On the second floor, there used to be an imposing tiered boardroom that could have passed for a Mad Men set. The GCAD project renamed the area the Commons and flattened it to one level for greater accessibility and equity. Movable seating and tables and updated technology enable multiple setups for meetings and presentations.
At the west end of the second floor, coworking and meeting spaces address another past pain point of visiting AIA members: having “no place to take a phone call,” Sharkey says. Now members can keep up with their daily work while attending engagements at GCAD.
The fourth floor, whose primary users are AIA staff, shares the lower levels’ design language. A social gallery and coffee area are central among an array of diverse workspaces, including individual retreats for focused work and rooms for group breakouts. Private offices are now on the back wall, giving open team areas greater access to daylight and views. Incoming daylight is modulated by photovoltaic-covered sunshades with a diagrid-inspired frit pattern, creating a biophilic dappled light effect. The mix of informal and formal furniture and settings aims to improve department connectivity and support a hoteling desk policy.
To give relief and depth to these relatively short floors, EHDD opened select ceiling areas to expose the waffle slab structure. In the social gallery, textured felt baffles reinterpret the diagrid and support acoustical comfort.

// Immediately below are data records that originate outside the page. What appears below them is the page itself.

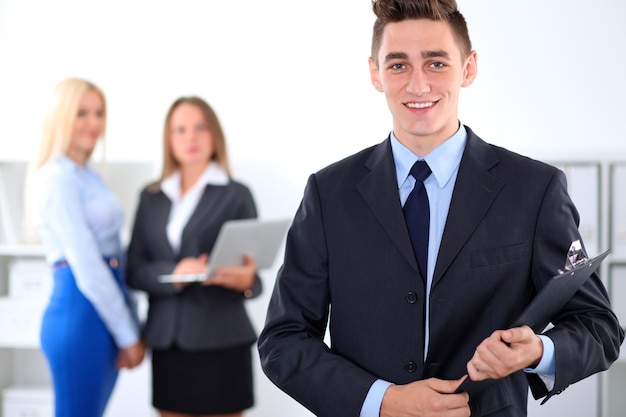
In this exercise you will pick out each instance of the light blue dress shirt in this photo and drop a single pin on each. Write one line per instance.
(78, 220)
(444, 162)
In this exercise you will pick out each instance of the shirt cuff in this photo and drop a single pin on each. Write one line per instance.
(374, 399)
(546, 369)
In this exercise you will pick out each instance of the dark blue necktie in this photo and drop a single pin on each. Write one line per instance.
(417, 215)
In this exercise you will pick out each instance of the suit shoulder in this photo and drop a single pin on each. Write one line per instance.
(524, 162)
(352, 163)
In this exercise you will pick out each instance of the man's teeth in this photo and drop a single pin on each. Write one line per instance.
(420, 105)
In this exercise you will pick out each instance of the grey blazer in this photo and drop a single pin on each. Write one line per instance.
(198, 317)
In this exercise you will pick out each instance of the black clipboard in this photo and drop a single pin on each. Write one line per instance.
(549, 301)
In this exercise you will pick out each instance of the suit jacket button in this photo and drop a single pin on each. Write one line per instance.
(411, 297)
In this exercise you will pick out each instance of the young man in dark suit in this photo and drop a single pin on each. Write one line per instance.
(411, 314)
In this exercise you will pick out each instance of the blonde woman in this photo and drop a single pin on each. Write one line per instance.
(199, 334)
(88, 330)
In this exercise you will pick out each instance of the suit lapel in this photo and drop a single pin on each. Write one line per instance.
(379, 189)
(159, 214)
(198, 220)
(474, 192)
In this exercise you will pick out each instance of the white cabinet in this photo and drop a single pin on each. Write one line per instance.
(25, 283)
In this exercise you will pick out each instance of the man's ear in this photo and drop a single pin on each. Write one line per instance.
(374, 76)
(470, 70)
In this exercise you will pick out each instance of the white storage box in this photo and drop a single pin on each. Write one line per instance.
(27, 401)
(30, 278)
(20, 322)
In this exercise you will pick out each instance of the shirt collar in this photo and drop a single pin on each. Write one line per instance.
(213, 174)
(443, 160)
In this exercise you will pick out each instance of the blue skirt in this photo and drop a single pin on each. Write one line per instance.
(80, 351)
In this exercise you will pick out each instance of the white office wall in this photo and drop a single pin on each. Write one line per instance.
(290, 83)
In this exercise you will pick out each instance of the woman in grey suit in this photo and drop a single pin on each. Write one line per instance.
(199, 332)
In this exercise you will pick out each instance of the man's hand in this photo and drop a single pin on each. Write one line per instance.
(430, 397)
(505, 352)
(131, 356)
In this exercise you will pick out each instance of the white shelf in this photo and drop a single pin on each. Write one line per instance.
(20, 250)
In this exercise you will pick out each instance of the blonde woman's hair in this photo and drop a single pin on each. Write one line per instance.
(57, 129)
(60, 118)
(220, 154)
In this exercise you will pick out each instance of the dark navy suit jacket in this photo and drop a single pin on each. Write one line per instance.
(349, 260)
(198, 317)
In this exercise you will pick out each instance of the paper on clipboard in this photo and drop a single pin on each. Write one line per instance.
(260, 239)
(549, 301)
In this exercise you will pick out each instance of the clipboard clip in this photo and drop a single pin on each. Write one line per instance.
(576, 256)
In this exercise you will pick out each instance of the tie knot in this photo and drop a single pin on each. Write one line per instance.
(420, 170)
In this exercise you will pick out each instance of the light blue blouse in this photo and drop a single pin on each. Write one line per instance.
(78, 219)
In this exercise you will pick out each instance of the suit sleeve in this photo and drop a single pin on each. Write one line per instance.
(586, 333)
(293, 353)
(142, 269)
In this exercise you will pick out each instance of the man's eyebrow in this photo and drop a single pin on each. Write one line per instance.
(435, 54)
(395, 55)
(439, 53)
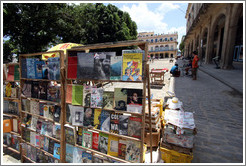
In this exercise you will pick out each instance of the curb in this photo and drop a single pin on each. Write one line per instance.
(221, 80)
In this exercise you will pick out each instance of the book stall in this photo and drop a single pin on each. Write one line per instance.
(11, 107)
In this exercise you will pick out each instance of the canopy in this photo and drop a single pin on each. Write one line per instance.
(62, 46)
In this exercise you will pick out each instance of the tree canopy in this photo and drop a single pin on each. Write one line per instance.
(33, 27)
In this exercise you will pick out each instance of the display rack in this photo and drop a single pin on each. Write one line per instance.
(11, 76)
(102, 46)
(24, 113)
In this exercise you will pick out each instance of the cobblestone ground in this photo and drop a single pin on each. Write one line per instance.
(218, 117)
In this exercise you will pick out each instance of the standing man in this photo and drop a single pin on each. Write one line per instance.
(194, 65)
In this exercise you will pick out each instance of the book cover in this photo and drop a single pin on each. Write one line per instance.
(51, 111)
(77, 115)
(132, 67)
(77, 94)
(88, 117)
(97, 118)
(17, 73)
(115, 66)
(72, 64)
(11, 70)
(123, 124)
(70, 134)
(122, 149)
(35, 89)
(102, 65)
(85, 68)
(54, 68)
(69, 93)
(95, 140)
(39, 126)
(57, 131)
(38, 69)
(86, 157)
(96, 97)
(134, 127)
(87, 95)
(51, 146)
(30, 63)
(114, 123)
(69, 153)
(103, 143)
(105, 121)
(26, 90)
(113, 145)
(80, 136)
(57, 113)
(46, 144)
(57, 150)
(23, 68)
(43, 90)
(108, 100)
(133, 151)
(87, 139)
(120, 95)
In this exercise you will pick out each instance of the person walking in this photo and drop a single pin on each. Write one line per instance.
(194, 65)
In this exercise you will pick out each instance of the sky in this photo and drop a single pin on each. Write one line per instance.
(164, 17)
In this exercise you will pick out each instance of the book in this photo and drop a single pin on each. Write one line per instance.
(114, 123)
(132, 67)
(86, 157)
(23, 68)
(97, 118)
(77, 114)
(115, 67)
(77, 155)
(108, 100)
(46, 144)
(77, 94)
(122, 148)
(113, 142)
(87, 139)
(16, 73)
(133, 151)
(87, 95)
(96, 97)
(69, 134)
(26, 89)
(54, 68)
(105, 121)
(85, 68)
(57, 131)
(95, 140)
(69, 153)
(80, 136)
(35, 89)
(102, 65)
(88, 117)
(72, 67)
(43, 90)
(103, 143)
(38, 69)
(120, 95)
(57, 150)
(69, 92)
(30, 63)
(123, 124)
(57, 113)
(134, 127)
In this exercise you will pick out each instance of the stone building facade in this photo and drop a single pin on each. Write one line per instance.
(215, 29)
(160, 46)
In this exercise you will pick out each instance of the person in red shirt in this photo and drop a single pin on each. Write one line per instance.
(194, 65)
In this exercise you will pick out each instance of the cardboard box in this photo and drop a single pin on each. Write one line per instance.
(7, 125)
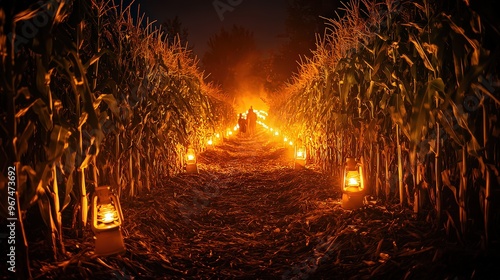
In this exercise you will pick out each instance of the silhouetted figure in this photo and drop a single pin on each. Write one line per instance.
(242, 123)
(252, 121)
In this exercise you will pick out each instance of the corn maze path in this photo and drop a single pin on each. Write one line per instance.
(249, 214)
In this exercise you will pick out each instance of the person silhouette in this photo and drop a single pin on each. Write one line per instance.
(242, 123)
(252, 121)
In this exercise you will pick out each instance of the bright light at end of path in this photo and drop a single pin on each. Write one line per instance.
(353, 182)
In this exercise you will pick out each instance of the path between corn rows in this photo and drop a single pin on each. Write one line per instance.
(249, 215)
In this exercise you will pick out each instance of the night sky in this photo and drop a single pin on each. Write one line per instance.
(266, 19)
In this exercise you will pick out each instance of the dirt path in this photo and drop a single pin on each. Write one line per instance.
(249, 215)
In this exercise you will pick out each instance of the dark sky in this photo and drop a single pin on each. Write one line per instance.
(265, 18)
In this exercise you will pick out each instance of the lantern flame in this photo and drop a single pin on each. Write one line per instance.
(107, 213)
(353, 182)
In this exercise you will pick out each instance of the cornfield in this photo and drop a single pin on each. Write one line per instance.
(93, 96)
(410, 88)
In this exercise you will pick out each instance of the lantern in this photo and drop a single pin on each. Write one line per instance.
(107, 219)
(353, 188)
(191, 163)
(300, 156)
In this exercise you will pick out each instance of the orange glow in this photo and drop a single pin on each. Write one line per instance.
(107, 213)
(190, 156)
(301, 153)
(353, 182)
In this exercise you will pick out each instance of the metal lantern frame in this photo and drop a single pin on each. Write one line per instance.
(300, 156)
(107, 220)
(191, 161)
(353, 185)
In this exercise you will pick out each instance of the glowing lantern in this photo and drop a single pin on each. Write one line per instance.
(300, 155)
(107, 219)
(352, 185)
(191, 163)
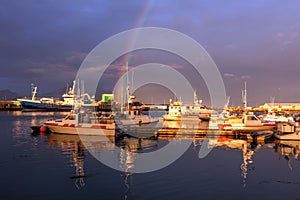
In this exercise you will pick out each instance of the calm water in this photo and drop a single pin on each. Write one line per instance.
(59, 167)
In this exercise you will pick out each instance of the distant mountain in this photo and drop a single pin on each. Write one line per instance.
(8, 95)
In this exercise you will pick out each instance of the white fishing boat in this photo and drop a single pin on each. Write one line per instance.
(191, 112)
(82, 124)
(246, 122)
(287, 131)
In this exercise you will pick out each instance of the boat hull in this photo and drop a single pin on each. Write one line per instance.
(82, 129)
(38, 106)
(287, 136)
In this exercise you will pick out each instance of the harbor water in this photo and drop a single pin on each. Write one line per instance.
(56, 166)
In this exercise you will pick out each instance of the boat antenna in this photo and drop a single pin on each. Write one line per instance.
(244, 96)
(33, 89)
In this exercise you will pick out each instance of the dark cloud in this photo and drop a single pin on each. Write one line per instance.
(45, 41)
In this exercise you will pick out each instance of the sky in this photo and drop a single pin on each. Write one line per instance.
(45, 42)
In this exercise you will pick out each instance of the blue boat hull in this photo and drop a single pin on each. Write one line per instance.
(37, 106)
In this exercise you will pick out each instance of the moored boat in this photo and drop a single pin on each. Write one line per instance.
(82, 124)
(43, 104)
(247, 122)
(287, 131)
(195, 111)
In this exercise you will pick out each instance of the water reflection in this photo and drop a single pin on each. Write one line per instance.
(72, 146)
(290, 149)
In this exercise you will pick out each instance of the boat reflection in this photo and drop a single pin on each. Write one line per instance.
(76, 148)
(289, 149)
(247, 146)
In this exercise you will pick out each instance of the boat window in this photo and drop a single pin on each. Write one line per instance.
(252, 118)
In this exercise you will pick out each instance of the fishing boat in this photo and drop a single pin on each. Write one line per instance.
(82, 123)
(45, 103)
(192, 112)
(246, 122)
(287, 131)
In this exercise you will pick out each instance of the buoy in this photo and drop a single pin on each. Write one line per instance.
(43, 128)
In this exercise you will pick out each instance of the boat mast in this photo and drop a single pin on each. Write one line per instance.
(244, 96)
(33, 88)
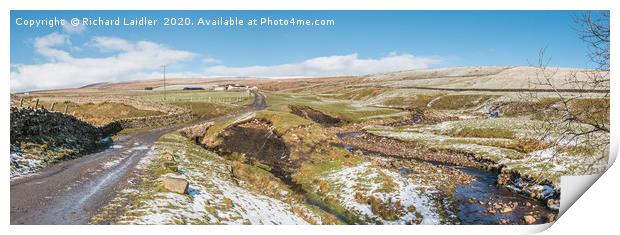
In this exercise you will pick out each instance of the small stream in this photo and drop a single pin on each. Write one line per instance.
(473, 200)
(484, 189)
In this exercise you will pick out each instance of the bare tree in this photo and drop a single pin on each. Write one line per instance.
(579, 113)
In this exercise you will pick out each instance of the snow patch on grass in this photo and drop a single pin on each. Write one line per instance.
(364, 179)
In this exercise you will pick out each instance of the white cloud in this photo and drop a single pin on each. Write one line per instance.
(210, 60)
(71, 29)
(134, 60)
(330, 66)
(111, 44)
(44, 46)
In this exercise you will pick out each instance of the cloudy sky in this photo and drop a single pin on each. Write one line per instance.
(360, 42)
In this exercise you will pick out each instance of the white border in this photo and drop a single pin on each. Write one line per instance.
(590, 209)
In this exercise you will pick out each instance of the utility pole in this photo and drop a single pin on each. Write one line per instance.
(164, 66)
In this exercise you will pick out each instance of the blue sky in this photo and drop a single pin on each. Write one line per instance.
(360, 42)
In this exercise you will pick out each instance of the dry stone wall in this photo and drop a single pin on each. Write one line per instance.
(174, 115)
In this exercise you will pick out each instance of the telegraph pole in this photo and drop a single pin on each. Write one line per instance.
(164, 66)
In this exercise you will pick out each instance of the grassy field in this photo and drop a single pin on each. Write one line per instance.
(100, 113)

Commercial real estate is in a time of reinvention, and GCAD has made the “shift from a buttoned-up office building for a corporation to [a site that supports] a member-driven organization that has global ambitions,” Hart says. “This is a huge opportunity [to say] what’s important in architecture right now [is] being less insular and more outward-facing and present. This project hopefully embodies that mission in a physical way.”
Wanda Lau is a freelance writer covering architecture and design and a former editor of ARCHITECT magazine. She lives outside Chicago.